In China, the Shanghai Composite Index eased 0.26 percent to 2359.51. Hong Kong's Hang Seng was down 0.43 percent to 22921.28 towards close. Australia's S&P/ASX 200 fell 0.35 percent to 5086.10.
Investor sentiment across the region dampened after official and private sector data showed that China's manufacturing sector grew at a slower pace in February. Data released by the National Bureau of Statistics and the China Federation of Logistics and Purchasing showed that the official PMI fell to 50.1 in February, down 0.3 points from the previous month.
HSBC's final reading of China's PMI also disappointed, with the index dropping to 50.4 from the 52.3 reading recorded in January.
The data reiterates the issues that China's incoming government will face once it takes office this month. It also places pressure on the People's Bank of China (PBOC) to refrain from tightening the monetary policy, despite inflationary concerns.
But analysts point out that the data does not point to a weakness in China's overall outlook as the supportive policies and improving global conditions could aid growth.

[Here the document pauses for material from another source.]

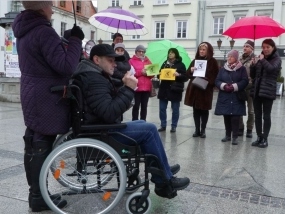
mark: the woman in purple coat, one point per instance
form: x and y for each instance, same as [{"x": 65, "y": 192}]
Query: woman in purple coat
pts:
[{"x": 44, "y": 62}]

"The above-50 reading of the PMI still indicates that the economy is on an expansion mode," said China economists at ANZ after the official PMI release.
"In our view, even though headwinds remain, China's GDP growth will still likely come in around 8 percent in Q1, supported by faster investment growth in western and central Chinese provinces due to the renewed urbanisation drive".
Japanese indicators released during the day also remained weak. Consumer prices in the world's third largest economy fell for the third succesive month in January, underlining the country's stubborn deflation levels.
The weak figures come after the Bank of Japan doubled its inflation targets in January and took up open-ended asset purchase programmes.